Cantharidin does have other uses, though. Due to its irritant properties, it is sometimes used to burn warts off the skin. Needless to say, this is something that should only be performed by a trained medical professional. Don’t go rubbing blister beetles on your warts in the hope that this will leave your skin smooth and clear – it’s more likely to make things far worse!

The ancient Roman historian Tacitus reported that the Roman Empress Livia, wife of Augustus, used cantharidin against her enemies. She would sprinkle it on their food in the hope that it would cause them to commit acts for which she could later blackmail them!

Cantharidin is produced primarily by male blister beetles.

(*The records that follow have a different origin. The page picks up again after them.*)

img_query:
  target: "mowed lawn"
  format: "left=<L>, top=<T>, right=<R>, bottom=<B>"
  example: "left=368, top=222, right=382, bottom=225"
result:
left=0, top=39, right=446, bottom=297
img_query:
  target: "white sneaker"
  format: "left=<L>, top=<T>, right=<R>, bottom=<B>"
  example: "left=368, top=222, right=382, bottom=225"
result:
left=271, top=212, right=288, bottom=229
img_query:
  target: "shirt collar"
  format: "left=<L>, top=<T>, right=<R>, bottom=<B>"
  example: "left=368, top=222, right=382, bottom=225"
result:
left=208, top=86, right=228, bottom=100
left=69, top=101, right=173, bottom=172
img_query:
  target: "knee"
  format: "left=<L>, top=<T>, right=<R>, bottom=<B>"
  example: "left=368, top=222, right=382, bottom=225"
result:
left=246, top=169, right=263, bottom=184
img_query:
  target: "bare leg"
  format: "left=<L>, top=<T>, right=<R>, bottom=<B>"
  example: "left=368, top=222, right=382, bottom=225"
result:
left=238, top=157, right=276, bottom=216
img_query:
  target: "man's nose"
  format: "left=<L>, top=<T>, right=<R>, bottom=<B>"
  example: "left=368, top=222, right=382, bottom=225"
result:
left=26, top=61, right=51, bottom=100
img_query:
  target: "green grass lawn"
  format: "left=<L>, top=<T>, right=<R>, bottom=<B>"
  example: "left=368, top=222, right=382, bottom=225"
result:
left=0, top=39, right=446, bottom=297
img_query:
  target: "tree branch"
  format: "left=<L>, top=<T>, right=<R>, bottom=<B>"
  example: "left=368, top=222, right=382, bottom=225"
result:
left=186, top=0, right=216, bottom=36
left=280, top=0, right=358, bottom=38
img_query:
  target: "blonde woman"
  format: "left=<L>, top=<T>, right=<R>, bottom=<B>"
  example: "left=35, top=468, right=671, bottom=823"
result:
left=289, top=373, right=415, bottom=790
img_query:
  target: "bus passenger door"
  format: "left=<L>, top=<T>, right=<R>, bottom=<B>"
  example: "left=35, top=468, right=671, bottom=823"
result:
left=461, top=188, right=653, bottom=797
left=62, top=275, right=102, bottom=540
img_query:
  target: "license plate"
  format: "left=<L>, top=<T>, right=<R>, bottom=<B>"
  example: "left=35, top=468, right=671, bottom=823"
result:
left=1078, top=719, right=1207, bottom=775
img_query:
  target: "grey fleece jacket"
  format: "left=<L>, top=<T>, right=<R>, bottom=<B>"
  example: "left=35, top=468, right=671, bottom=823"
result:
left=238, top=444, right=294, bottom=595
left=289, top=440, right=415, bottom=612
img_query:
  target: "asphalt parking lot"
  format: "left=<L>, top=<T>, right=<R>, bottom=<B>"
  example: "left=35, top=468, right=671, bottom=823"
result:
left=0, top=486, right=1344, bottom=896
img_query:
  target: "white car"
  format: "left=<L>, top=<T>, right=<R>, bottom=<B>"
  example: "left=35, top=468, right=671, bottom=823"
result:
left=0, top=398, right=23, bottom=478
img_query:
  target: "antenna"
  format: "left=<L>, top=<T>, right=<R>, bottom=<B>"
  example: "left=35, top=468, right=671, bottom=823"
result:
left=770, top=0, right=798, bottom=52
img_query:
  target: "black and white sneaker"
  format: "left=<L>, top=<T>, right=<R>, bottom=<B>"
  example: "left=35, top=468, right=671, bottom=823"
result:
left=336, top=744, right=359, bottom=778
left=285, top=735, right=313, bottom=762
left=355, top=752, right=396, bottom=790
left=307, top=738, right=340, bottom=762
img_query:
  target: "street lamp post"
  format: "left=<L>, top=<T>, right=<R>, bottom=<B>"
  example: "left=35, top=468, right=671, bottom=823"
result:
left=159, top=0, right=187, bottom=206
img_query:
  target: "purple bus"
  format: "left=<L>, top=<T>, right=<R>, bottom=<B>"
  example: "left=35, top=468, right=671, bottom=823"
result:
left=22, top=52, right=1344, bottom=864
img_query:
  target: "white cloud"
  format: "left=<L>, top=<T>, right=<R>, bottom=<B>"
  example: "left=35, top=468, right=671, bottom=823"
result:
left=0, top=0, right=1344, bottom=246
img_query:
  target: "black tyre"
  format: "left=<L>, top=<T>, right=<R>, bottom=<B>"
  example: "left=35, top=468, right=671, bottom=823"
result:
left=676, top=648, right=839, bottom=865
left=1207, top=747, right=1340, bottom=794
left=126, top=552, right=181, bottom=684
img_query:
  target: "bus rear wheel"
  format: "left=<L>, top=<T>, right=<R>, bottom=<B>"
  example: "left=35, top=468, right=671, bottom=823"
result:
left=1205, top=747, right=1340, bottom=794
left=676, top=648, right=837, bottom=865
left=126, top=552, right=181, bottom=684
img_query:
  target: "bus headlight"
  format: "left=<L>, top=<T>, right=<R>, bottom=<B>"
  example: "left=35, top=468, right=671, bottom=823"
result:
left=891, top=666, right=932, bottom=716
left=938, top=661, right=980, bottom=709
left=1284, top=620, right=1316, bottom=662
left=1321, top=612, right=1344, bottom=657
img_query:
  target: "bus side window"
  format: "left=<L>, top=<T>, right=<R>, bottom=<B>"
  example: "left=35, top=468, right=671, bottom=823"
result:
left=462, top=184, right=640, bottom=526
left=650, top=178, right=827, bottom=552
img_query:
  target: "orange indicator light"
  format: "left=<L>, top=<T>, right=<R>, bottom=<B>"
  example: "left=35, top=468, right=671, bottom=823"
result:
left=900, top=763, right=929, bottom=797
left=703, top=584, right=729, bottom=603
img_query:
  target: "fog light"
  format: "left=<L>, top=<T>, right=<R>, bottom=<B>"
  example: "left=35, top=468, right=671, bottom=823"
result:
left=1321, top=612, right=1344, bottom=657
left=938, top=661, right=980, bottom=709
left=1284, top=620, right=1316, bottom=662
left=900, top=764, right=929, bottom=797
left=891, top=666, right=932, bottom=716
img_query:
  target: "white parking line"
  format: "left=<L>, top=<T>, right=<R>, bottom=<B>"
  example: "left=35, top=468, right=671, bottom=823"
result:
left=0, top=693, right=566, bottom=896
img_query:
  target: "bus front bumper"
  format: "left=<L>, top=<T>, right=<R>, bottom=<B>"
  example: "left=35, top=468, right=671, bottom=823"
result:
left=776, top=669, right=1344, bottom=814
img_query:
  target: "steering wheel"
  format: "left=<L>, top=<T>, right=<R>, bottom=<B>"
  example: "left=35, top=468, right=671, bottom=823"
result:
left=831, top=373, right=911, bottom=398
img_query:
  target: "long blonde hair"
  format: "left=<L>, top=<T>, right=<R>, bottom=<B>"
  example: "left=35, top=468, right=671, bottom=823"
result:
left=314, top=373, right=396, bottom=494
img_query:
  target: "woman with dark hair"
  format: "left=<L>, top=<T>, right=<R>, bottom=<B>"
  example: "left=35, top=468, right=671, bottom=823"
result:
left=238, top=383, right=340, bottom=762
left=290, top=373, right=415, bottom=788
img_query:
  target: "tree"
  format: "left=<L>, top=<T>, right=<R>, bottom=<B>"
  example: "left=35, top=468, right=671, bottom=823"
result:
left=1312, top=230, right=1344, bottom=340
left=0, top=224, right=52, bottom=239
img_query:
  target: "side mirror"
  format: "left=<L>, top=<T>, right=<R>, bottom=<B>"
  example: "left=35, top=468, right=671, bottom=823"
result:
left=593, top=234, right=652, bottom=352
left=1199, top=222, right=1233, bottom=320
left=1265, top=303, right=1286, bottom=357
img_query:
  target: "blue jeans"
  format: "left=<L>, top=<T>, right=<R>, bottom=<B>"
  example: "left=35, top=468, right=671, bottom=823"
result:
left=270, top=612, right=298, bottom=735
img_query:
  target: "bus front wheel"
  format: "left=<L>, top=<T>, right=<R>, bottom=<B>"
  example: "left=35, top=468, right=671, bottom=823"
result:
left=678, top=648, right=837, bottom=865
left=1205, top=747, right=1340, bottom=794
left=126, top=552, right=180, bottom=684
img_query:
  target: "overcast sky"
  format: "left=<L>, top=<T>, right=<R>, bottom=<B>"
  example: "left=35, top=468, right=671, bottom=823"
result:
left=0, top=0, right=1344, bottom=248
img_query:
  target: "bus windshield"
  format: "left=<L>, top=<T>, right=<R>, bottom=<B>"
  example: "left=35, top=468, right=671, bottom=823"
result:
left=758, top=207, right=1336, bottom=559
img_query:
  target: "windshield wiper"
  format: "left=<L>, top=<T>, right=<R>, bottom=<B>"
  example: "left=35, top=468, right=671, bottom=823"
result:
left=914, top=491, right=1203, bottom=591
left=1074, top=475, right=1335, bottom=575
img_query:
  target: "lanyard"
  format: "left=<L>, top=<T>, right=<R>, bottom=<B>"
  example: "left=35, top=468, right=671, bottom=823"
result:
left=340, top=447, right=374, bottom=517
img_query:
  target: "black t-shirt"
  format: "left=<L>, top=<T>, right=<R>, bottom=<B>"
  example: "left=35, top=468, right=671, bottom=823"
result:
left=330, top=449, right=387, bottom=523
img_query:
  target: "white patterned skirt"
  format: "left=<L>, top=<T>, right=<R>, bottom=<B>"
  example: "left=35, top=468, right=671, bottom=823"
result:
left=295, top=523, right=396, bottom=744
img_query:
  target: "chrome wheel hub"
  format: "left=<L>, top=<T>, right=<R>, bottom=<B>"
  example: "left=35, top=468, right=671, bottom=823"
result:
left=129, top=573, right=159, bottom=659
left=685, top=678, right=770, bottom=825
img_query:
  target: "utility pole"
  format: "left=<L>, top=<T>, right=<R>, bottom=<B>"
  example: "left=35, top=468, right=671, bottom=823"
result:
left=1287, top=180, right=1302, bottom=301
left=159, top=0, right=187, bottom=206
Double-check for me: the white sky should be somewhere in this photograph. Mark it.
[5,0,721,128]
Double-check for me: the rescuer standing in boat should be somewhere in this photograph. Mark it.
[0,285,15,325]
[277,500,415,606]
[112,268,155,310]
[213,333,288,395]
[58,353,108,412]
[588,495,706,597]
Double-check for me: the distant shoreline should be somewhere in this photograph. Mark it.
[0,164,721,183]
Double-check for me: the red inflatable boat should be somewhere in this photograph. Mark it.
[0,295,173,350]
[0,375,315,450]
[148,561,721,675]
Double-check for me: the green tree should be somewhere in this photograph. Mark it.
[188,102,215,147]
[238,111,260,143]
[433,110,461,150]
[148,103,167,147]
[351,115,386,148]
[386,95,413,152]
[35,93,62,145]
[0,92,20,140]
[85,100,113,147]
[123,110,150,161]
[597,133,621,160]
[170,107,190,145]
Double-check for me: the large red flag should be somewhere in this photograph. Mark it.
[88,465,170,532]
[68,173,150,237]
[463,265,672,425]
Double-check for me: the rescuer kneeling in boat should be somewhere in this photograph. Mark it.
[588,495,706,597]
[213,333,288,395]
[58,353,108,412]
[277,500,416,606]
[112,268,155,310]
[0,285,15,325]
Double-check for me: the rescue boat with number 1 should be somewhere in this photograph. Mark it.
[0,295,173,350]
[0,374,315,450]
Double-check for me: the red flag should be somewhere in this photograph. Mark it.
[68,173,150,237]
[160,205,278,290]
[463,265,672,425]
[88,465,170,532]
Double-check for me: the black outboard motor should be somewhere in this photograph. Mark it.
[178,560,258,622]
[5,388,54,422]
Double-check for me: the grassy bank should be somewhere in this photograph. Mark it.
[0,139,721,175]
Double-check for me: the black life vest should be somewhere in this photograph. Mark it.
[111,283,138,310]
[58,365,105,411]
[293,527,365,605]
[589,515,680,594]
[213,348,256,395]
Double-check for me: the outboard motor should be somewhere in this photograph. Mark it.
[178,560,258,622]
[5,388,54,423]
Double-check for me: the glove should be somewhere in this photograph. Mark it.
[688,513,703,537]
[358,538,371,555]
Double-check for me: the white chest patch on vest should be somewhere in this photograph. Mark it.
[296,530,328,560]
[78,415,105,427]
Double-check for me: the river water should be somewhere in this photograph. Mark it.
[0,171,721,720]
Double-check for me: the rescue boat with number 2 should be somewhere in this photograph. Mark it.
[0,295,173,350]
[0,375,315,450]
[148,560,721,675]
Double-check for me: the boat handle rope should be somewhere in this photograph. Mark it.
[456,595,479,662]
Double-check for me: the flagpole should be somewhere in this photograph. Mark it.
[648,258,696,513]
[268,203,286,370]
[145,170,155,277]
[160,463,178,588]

Unlike the females, the males secrete the substance from the joints of their limbs and don’t need to be crushed to produce it. The females receive cantharidin from the males during mating, and they use the irritant to protect both themselves and the eggs that they lay. It has been observed that males contain more of the toxin in their bodies than females do.

In Shakespeare’s famous play Romeo and Juliet (spoiler alert for a 400-year-old players coming up!), Juliet takes a poison called Cantarella in order to commit suicide. Cantarella was a mixture of arsenic and cantharidin.

It really is amazing to consider the effect these small beetles have had through human history. And it’s all because of the cantharidin they produce. While it’s theorized that the blister beetle produces this poison to defend itself from predators, we still don’t really know how it developed this tactic. After all, since the poison is usually only emitted once the bug is already crushed, it seemed like a strange method of self-defense to develop.

In any case, blister beetles are fascinating insects. While it’s true that they can cause pain to humans, as long as they are treated with care and respect, it should be possible to live peacefully alongside these unique insects. Just remember not to get too close, or else you might get a reminder you really don’t want of how the blister beetle got its name!